Selon Annie Morin, directrice d'Artisti, la société de gestion de droits collectifs de l'Union des artistes qui compte près de 2200 membres, «quelques dizaines» d'artistes auraient déjà appuyé la lettre, qui devrait être envoyée aux médias prochainement «pour sensibiliser le public à la situation». Mme Morin, qui est aussi présidente de la Société canadienne de perception de la copie privée (SCPCP), souligne que les sommes redistribuées aux ayants droit, en baisse de 60 % en trois ans, ont fondu comme neige au soleil.

«En 2008, les sommes disponibles à la redistribution étaient de 27,6 M$; en 2009, elles étaient de 19,8 M$, et on prévoit qu'elles seraient d'environ 10 M$ cette année», affirme-t-elle avant d'expliquer que cette baisse serait liée aux nouvelles habitudes des consommateurs.
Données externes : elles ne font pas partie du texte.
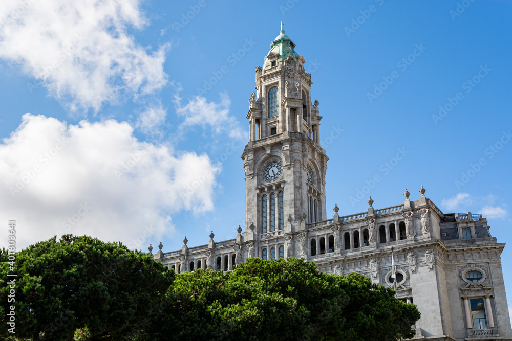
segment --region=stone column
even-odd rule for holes
[[[489,328],[494,328],[494,317],[493,316],[493,308],[490,306],[490,296],[485,296],[485,312],[488,320]]]
[[[286,130],[287,131],[291,131],[291,122],[290,121],[290,119],[291,117],[290,115],[290,107],[286,107]]]
[[[468,329],[473,329],[473,320],[472,318],[471,308],[470,308],[470,300],[468,297],[463,297],[464,299],[464,309],[466,312],[466,324]]]

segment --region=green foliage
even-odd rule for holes
[[[73,340],[122,336],[160,302],[173,272],[153,258],[119,243],[63,236],[15,255],[16,336],[18,339]],[[7,254],[0,253],[0,337],[12,336],[5,312]],[[83,335],[87,336],[85,337]],[[89,335],[89,336],[87,336]],[[85,338],[84,338],[85,337]]]
[[[388,341],[412,337],[420,317],[360,274],[322,274],[296,258],[186,272],[173,289],[133,339]]]
[[[321,273],[294,258],[175,275],[120,243],[72,235],[16,258],[14,339],[0,252],[0,338],[9,341],[392,341],[412,337],[420,317],[362,275]]]

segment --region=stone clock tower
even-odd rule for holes
[[[329,158],[320,146],[318,102],[311,103],[311,75],[295,44],[280,34],[249,100],[249,143],[242,158],[246,176],[246,241],[305,230],[326,219]]]

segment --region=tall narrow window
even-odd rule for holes
[[[261,198],[261,233],[267,233],[267,196]]]
[[[313,200],[313,219],[314,220],[314,221],[315,222],[316,221],[318,221],[318,216],[316,215],[316,199],[315,199],[314,200]]]
[[[268,117],[278,115],[278,87],[274,86],[268,91]]]
[[[275,231],[275,195],[270,194],[270,232]]]
[[[471,299],[470,302],[471,303],[473,329],[486,329],[487,321],[485,320],[485,308],[483,305],[483,299]]]
[[[285,228],[284,219],[283,216],[283,191],[278,193],[278,216],[279,217],[278,229],[283,230]]]

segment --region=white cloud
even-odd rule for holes
[[[441,205],[446,210],[453,211],[459,208],[461,203],[466,205],[471,203],[469,197],[468,193],[457,193],[457,195],[449,199],[443,199]]]
[[[136,127],[145,134],[155,134],[158,132],[158,127],[163,124],[167,111],[161,105],[150,106],[140,114]]]
[[[492,206],[484,206],[481,210],[482,216],[485,218],[490,218],[491,219],[501,219],[504,218],[508,214],[508,211],[506,209],[504,209],[499,206],[493,207]]]
[[[151,52],[126,34],[147,22],[140,0],[24,0],[0,7],[0,58],[20,66],[69,109],[97,111],[120,96],[163,86],[168,45]]]
[[[0,143],[0,221],[16,220],[17,246],[73,233],[145,249],[150,235],[173,234],[174,212],[212,209],[220,170],[207,155],[133,132],[113,120],[68,125],[24,115]]]
[[[219,95],[221,102],[218,104],[207,102],[205,98],[197,96],[189,100],[185,106],[182,106],[182,99],[177,95],[175,100],[176,112],[185,118],[181,127],[199,125],[205,129],[208,126],[217,134],[227,133],[232,139],[245,138],[246,133],[240,123],[234,117],[229,115],[231,104],[229,96],[225,93]]]

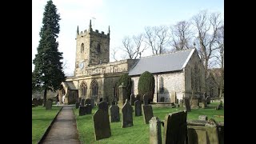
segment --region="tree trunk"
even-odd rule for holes
[[[46,106],[46,94],[47,94],[47,89],[46,88],[43,93],[43,106]]]

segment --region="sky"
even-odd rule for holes
[[[32,1],[32,61],[37,54],[47,1]],[[110,26],[110,52],[112,49],[118,50],[117,57],[120,60],[123,53],[120,50],[122,38],[143,33],[146,26],[188,21],[204,10],[219,12],[224,18],[224,0],[53,0],[53,2],[61,18],[57,41],[58,50],[63,53],[64,72],[67,75],[72,75],[74,70],[77,27],[79,31],[87,30],[90,19],[94,30],[107,34]],[[149,50],[142,57],[152,54]],[[32,71],[34,68],[32,63]]]

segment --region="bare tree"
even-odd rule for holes
[[[151,48],[154,55],[166,51],[165,46],[170,40],[166,26],[145,27],[145,42]]]
[[[196,42],[198,44],[198,53],[204,63],[205,78],[206,78],[209,61],[214,57],[217,45],[218,30],[223,20],[219,13],[209,14],[206,10],[199,12],[192,18],[192,22],[197,31]]]
[[[186,21],[181,21],[176,25],[170,26],[171,38],[169,44],[176,50],[192,48],[193,31],[191,23]]]
[[[136,59],[138,54],[141,54],[147,47],[143,46],[143,34],[134,35],[132,38],[129,36],[126,36],[122,40],[123,50],[128,55],[130,59]],[[125,58],[122,56],[122,58]]]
Si la directrice d'Artisti insiste pour dire que l'initiative de Bruno Pelletier, membre du conseil d'administration d'Artisti, est celle d'un groupe d'artistes préoccupés par la situation, c'est sa société rattachée à l'UDA qui a sonné l'alarme il y a deux semaines en faisant parvenir un chèque de 0,00 $ à ses membres pour les amener à réfléchir.

Le message est clair: puisque plus personne n'achète la bonne vieille cassette, que la musique est désormais davantage copiée sur un baladeur numérique que sur un CD vierge, il faut relancer le débat à propos des redevances sur les «appareils destinés, conçus et mis en marché pour écouter de la musique», précise Annie Morin. Les iPods, par exemple, mais aussi les téléphones intelligents, disques durs et autres outils de stockage de mémoire virtuelle.

La bataille est cependant loin d'être gagnée. Il y a quatre ans, la Commission du droit d'auteur du Canada avait rejeté l'idée d'appliquer le régime de perception de la copie privée aux iPods et autres baladeurs mp3.

«Rien n'est prévu dans la loi à cet effet, mais en 2004, la Commission avait déjà prononcé un tarif s'appliquant à ces baladeurs, et ce tarif proposé allait de 2$ à 25$ par appareil, selon sa capacité de stockage», indique Annie Morin. «Dans l'éventualité où la Commission intervienne sur cette question, il faudra trouver l'équilibre entre les droits des artistes, des consommateurs et des fabricants d'appareils.»

Les artistes relancent le débat au moment où des rumeurs circulent à Ottawa concernant la nouvelle Loi sur les droits d'auteur au Canada, qui pourrait bientôt être déposée.

«Présentement, il y a péril en la demeure, s'inquiète Marie-Denise Pelletier. Le régime existe depuis 1997, il n'a pas été revu et on sait que le gouvernement Harper veut l'abolir. On est au début d'un processus de conscientisation. On se fait dire trop souvent que les artistes ne s'impliquent pas assez. Et on sait très bien que les grosses compagnies et les multinationales campent à Ottawa. Je crois sincèrement que si tous les artistes se tiennent par la main, on peut faire bouger les choses.»